After passing the South's first Conscription act, 16 April 1862, which made no provision for pacifist exemptions, Confederate politicians were prodded into finding solutions acceptable to dissenting religious groups. Some states tried to deal with the problem locally: North Carolina accepted objectors for hospital duty or substitute work in salt mines. But the revised Confederate Exemption Act of Oct. 1862 included a national solution, exempting Quakers, Nazarenes, Mennonites, and Dunkards, provided they furnished substitutes or paid a $500 exemption tax. Some pacifists objected to supplying either men or money to support the fighting, but most complied until the increasing scarcity of both made the alternatives nearly impossible. The difficulty of collecting the exemption fee finally forced the government to abandon the attempt. The October act placed pursuit of conscientious objectors under army control, where pacifists found unexpected sympathy from military leaders who believed using force against them to be a wasted effort. Lt. Gen. Thomas J. "Stonewall" Jackson recommended allowing pacifists to produce supplies or serve as Non-Combatants.
Some drove ambulance wagons Pacifists in combat-torn regions such as the Shenandoah Valley hid or fled with their families to escape being hunted by home guards. By war's end Kentucky Shakers at Pleasant Hill reported having fed at least 50,000 soldiers from both armies and estimated losses in supplies, stock, and buildings at $100,000. Some Southern pacifists did enlist voluntarily for combat positions, among them a few Shakers and 6-20 Quakers; 2 companies of Moravian men from Forsyth Cty., N.C., were also mustered into the army in June 1861. Most were expelled from their sects during the war but were readmitted afterward.

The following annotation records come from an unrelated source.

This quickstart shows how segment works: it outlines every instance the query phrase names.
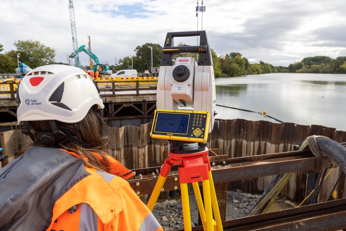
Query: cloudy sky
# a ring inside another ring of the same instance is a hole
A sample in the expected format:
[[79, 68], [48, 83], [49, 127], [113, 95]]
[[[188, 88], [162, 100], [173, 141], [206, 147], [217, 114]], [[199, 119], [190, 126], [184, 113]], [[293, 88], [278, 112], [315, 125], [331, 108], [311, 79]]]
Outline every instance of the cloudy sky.
[[[0, 44], [33, 39], [56, 50], [57, 62], [73, 51], [69, 0], [0, 0]], [[201, 5], [202, 1], [198, 1]], [[306, 57], [346, 56], [345, 0], [73, 0], [79, 46], [101, 62], [135, 54], [146, 43], [163, 46], [168, 32], [205, 30], [218, 55], [238, 52], [252, 63], [287, 66]], [[202, 26], [203, 28], [202, 28]], [[190, 45], [197, 38], [177, 38]], [[89, 56], [79, 55], [84, 65]]]

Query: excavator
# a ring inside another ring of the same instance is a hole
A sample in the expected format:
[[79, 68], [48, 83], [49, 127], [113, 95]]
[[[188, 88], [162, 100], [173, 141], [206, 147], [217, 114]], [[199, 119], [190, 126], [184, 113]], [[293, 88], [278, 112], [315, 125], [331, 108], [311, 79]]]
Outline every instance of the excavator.
[[95, 72], [97, 70], [98, 70], [100, 72], [100, 73], [104, 74], [108, 73], [109, 70], [108, 65], [107, 64], [100, 64], [97, 57], [88, 49], [85, 45], [81, 46], [80, 47], [76, 50], [74, 52], [71, 54], [71, 55], [70, 56], [70, 57], [74, 58], [75, 56], [82, 51], [84, 51], [86, 53], [95, 61], [96, 65], [94, 65], [92, 68], [92, 70], [94, 72]]

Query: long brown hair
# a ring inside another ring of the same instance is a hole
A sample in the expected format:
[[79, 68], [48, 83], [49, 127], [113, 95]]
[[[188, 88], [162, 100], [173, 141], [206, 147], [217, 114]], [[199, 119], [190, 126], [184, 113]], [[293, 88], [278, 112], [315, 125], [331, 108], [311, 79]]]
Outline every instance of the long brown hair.
[[[51, 131], [52, 128], [47, 121], [30, 121], [30, 127], [36, 131]], [[97, 115], [93, 107], [89, 110], [85, 117], [79, 122], [79, 131], [76, 137], [89, 145], [88, 148], [67, 141], [57, 144], [54, 148], [64, 149], [74, 152], [83, 160], [88, 167], [108, 172], [109, 164], [106, 156], [110, 156], [107, 146], [109, 137], [106, 135], [107, 126], [104, 119]], [[59, 129], [67, 131], [73, 127], [74, 124], [56, 121]], [[34, 131], [31, 131], [33, 132]], [[34, 146], [45, 146], [40, 141], [35, 138], [36, 143], [32, 142], [24, 147], [18, 156], [24, 154]], [[98, 158], [95, 153], [99, 154]]]

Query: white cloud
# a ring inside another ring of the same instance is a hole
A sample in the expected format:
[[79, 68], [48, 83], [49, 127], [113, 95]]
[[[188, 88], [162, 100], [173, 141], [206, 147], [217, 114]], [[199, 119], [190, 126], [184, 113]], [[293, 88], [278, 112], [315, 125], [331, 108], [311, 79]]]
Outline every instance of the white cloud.
[[[100, 61], [110, 64], [116, 57], [119, 60], [134, 54], [136, 47], [146, 43], [163, 46], [168, 32], [197, 29], [195, 0], [95, 2], [73, 1], [78, 44], [88, 45], [90, 35], [92, 51]], [[336, 57], [345, 52], [345, 1], [215, 0], [203, 3], [203, 29], [218, 54], [239, 52], [253, 62], [287, 66], [305, 57]], [[73, 51], [67, 0], [2, 0], [1, 5], [0, 43], [5, 51], [15, 49], [13, 43], [18, 40], [32, 39], [56, 49], [56, 60], [67, 62]], [[199, 29], [202, 17], [199, 12]], [[197, 43], [191, 38], [177, 40], [176, 44]], [[80, 59], [89, 63], [86, 54]]]

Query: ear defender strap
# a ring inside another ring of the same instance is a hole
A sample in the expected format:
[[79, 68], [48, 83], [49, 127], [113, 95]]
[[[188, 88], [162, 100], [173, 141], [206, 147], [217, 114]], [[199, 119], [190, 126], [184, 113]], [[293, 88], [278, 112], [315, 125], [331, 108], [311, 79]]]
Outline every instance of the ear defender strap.
[[90, 148], [90, 145], [84, 141], [76, 137], [75, 136], [79, 131], [79, 123], [75, 123], [73, 127], [69, 131], [60, 131], [55, 120], [49, 120], [48, 123], [52, 128], [50, 131], [35, 131], [34, 134], [30, 131], [29, 129], [29, 123], [28, 121], [23, 122], [22, 132], [29, 135], [35, 142], [34, 136], [40, 141], [44, 145], [48, 147], [52, 147], [58, 144], [69, 140], [84, 148]]
[[30, 131], [28, 121], [23, 122], [22, 125], [22, 133], [27, 135], [28, 135], [31, 138], [33, 141], [34, 143], [36, 143], [36, 142], [35, 142], [35, 137], [33, 133]]

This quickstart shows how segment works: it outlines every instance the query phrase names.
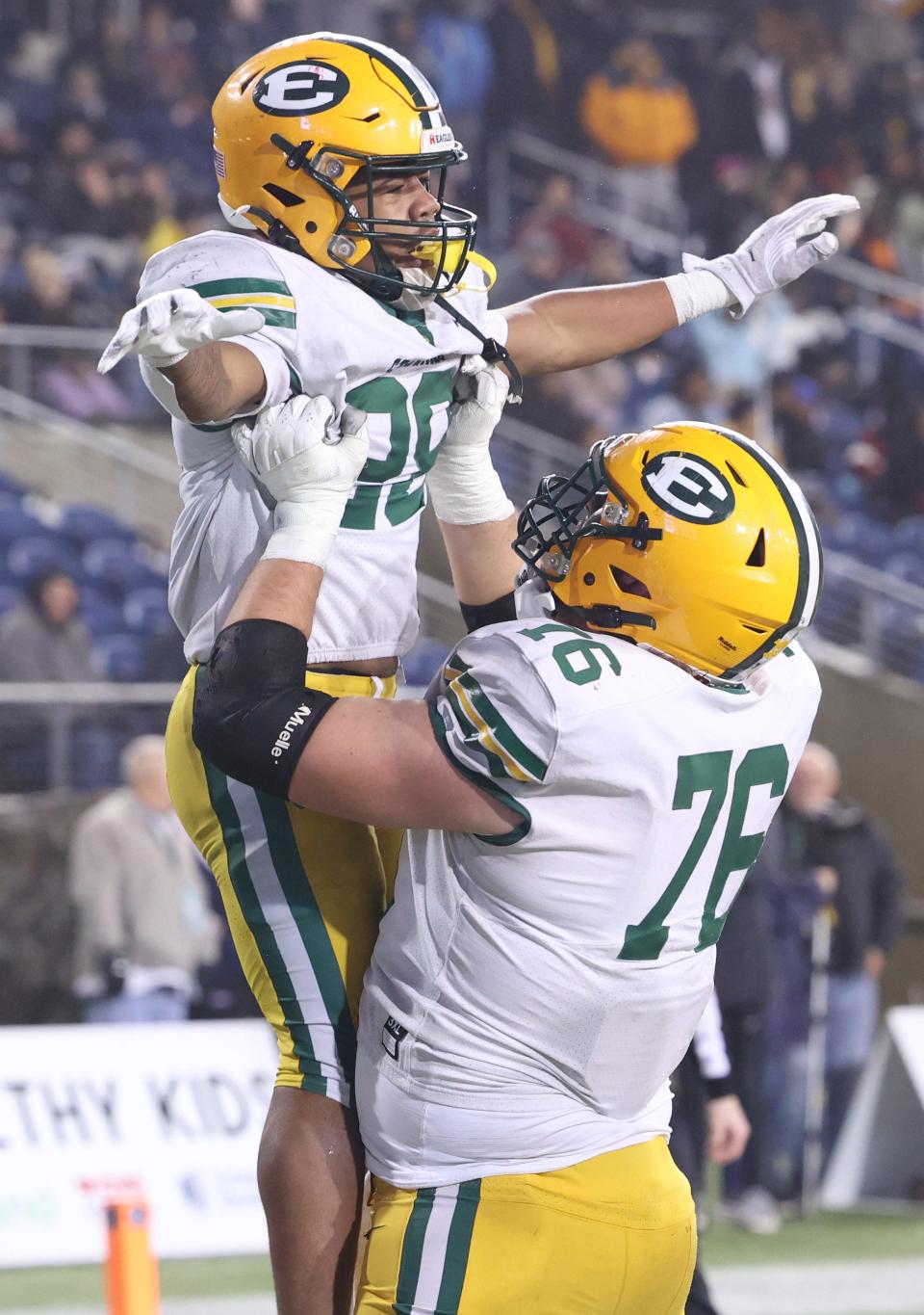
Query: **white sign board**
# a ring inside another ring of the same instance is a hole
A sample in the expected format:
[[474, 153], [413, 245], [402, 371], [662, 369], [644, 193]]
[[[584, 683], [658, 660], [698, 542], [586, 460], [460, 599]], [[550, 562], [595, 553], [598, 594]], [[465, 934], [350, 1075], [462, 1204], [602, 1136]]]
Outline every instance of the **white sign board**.
[[142, 1193], [160, 1257], [262, 1252], [256, 1149], [276, 1073], [259, 1019], [0, 1028], [0, 1268], [100, 1261]]
[[821, 1205], [920, 1201], [924, 1193], [924, 1006], [890, 1009], [821, 1185]]

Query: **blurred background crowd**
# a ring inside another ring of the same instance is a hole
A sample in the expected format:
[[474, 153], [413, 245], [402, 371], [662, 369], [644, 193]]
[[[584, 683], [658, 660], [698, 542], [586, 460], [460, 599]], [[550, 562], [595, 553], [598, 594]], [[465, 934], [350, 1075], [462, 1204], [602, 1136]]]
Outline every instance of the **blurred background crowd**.
[[[325, 28], [394, 45], [436, 85], [469, 151], [453, 199], [480, 214], [499, 305], [658, 277], [680, 268], [682, 250], [733, 249], [804, 196], [860, 197], [860, 214], [839, 226], [839, 260], [741, 325], [708, 316], [628, 356], [530, 381], [510, 422], [520, 444], [499, 443], [498, 464], [522, 496], [535, 485], [526, 447], [544, 472], [543, 454], [564, 460], [678, 416], [758, 438], [806, 487], [832, 562], [854, 563], [829, 572], [819, 634], [869, 639], [858, 580], [877, 568], [899, 590], [886, 589], [875, 613], [877, 660], [924, 680], [924, 3], [4, 0], [0, 401], [18, 427], [0, 443], [0, 684], [104, 690], [184, 673], [166, 539], [146, 529], [156, 480], [149, 488], [142, 476], [142, 510], [127, 523], [114, 494], [104, 506], [70, 493], [74, 469], [62, 475], [54, 458], [32, 487], [17, 444], [33, 433], [38, 442], [37, 417], [51, 435], [66, 418], [97, 437], [130, 434], [164, 460], [168, 426], [135, 364], [100, 376], [99, 350], [134, 302], [145, 260], [221, 227], [209, 110], [226, 75], [273, 41]], [[156, 471], [172, 485], [172, 468]], [[431, 635], [409, 680], [427, 677], [444, 650]], [[177, 857], [185, 840], [158, 767], [163, 692], [130, 707], [103, 700], [51, 721], [28, 701], [1, 709], [0, 1022], [141, 1018], [139, 997], [152, 1001], [147, 1016], [248, 1011], [214, 893], [189, 853]], [[761, 1130], [732, 1201], [757, 1186], [799, 1190], [804, 1111], [764, 1128], [760, 1093], [765, 1081], [804, 1089], [818, 910], [837, 910], [832, 968], [850, 978], [843, 1011], [854, 1043], [857, 1010], [865, 1019], [862, 1044], [828, 1056], [832, 1073], [845, 1070], [831, 1078], [839, 1118], [871, 1043], [870, 982], [899, 931], [891, 852], [865, 811], [839, 798], [836, 763], [821, 756], [820, 772], [820, 801], [783, 809], [739, 913], [752, 919], [749, 939], [727, 957], [748, 964], [747, 981], [729, 974], [723, 988], [719, 977]], [[22, 793], [43, 800], [41, 814], [22, 811], [12, 798]], [[146, 871], [163, 876], [156, 898], [173, 932], [156, 943], [150, 890], [133, 884], [130, 861], [120, 867], [114, 838], [126, 832], [141, 838]], [[127, 920], [116, 924], [120, 882]]]

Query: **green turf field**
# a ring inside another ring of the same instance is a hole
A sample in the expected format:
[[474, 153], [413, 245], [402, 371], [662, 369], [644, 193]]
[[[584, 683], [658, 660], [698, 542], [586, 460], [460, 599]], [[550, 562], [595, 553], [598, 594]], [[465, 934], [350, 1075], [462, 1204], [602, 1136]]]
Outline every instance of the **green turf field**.
[[[920, 1260], [924, 1257], [924, 1211], [911, 1215], [820, 1214], [789, 1222], [770, 1237], [754, 1237], [729, 1224], [715, 1224], [702, 1239], [701, 1255], [707, 1269], [723, 1265]], [[266, 1256], [163, 1261], [160, 1286], [166, 1298], [268, 1293], [269, 1261]], [[100, 1266], [0, 1272], [0, 1310], [103, 1303]]]

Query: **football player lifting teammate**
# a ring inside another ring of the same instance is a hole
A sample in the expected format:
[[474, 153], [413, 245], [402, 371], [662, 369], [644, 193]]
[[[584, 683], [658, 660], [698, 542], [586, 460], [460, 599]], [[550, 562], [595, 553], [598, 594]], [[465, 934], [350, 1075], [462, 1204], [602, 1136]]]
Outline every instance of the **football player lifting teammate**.
[[[358, 1312], [680, 1315], [695, 1222], [669, 1076], [815, 717], [794, 643], [821, 583], [811, 512], [731, 430], [606, 439], [520, 515], [531, 619], [471, 634], [422, 702], [333, 698], [305, 689], [306, 635], [365, 434], [347, 413], [327, 446], [333, 408], [310, 405], [241, 433], [313, 543], [255, 568], [193, 736], [267, 797], [411, 828], [360, 1005]], [[464, 404], [450, 450], [493, 418]]]
[[[241, 961], [280, 1047], [259, 1180], [283, 1315], [350, 1303], [361, 1157], [352, 1112], [360, 984], [390, 898], [394, 827], [294, 807], [222, 773], [191, 734], [197, 664], [266, 552], [298, 560], [309, 513], [235, 451], [231, 423], [293, 394], [326, 397], [333, 422], [361, 409], [368, 455], [342, 517], [306, 651], [306, 685], [331, 697], [394, 693], [417, 635], [419, 515], [431, 498], [451, 556], [476, 527], [506, 554], [513, 508], [490, 462], [442, 451], [453, 402], [492, 410], [490, 371], [514, 377], [586, 366], [686, 320], [783, 287], [831, 255], [828, 220], [852, 197], [802, 201], [739, 251], [686, 272], [547, 293], [488, 309], [476, 217], [450, 205], [465, 158], [436, 93], [385, 46], [335, 33], [248, 59], [214, 103], [214, 168], [229, 230], [155, 255], [104, 352], [127, 352], [173, 417], [183, 510], [171, 611], [192, 664], [168, 727], [177, 811], [214, 872]], [[271, 538], [272, 537], [272, 538]], [[506, 615], [477, 568], [461, 602]]]

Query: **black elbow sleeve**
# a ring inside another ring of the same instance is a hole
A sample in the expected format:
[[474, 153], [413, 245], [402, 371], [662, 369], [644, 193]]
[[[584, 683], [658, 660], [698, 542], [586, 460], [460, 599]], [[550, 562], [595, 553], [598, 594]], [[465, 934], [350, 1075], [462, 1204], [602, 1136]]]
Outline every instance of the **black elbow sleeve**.
[[463, 614], [463, 621], [471, 634], [473, 630], [481, 630], [482, 626], [496, 626], [501, 621], [515, 621], [517, 619], [517, 602], [514, 597], [514, 590], [505, 593], [501, 598], [494, 598], [493, 602], [460, 602], [459, 610]]
[[238, 621], [196, 679], [192, 738], [226, 776], [277, 798], [305, 744], [336, 702], [305, 688], [304, 634], [281, 621]]

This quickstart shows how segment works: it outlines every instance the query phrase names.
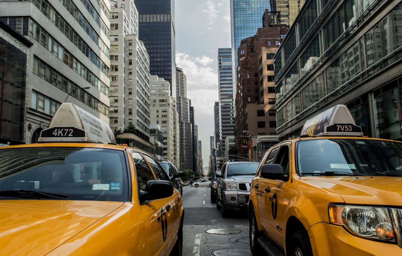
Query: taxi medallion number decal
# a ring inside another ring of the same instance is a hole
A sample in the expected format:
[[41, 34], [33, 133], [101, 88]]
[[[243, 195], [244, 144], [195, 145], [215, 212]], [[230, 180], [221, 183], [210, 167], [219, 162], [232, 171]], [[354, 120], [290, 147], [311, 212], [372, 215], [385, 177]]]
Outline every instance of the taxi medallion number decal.
[[166, 212], [163, 208], [160, 208], [160, 216], [158, 217], [158, 222], [162, 223], [162, 237], [163, 242], [165, 242], [168, 236], [168, 219], [166, 217]]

Greater manpower resources and more tolerant attitudes in general eased the pressures on Northern pacifists. Congress objected to exempting specific religious sects for fear of missing the smaller ones, and a blanket exemption for all conscientious objectors would have invited abuse. Yet the compromise, providing a substitute or paying a $300 commutation fee, violated the principles of men who considered either alternative a contribution to the bloodshed. The Militia Act of 1862 made no provision for conscientious objectors; though the Draft Act of 1863 did, it failed to define "conscientious objector," again resulting in a flood of individual petitions from draftees. In December 1863 Secretary of War Edwin M. Stanton eased the situation by paroling all conscientious objectors held in custody and ordering no more to be called.
143 Quakers reportedly enlisted as Union soldiers, but the majority of their brethren and of all pacifists served in hospitals, cared for sick soldiers in their homes, or worked among the Contrabands. Finally, in Feb. 1864, Congress dealt with the question by ruling pacifists subject to the draft but assuring noncombatant assignments to members of those religious groups whose articles of faith clearly expressed opposition to bearing arms. They were also given the option of paying $300 for the relief of sick and wounded soldiers.
Though neither government solved the problem of how to deal with conscientious objectors, officials for the first time debated the issue at the national level, offering the option of noncombatant service which remained in effect through World War 1.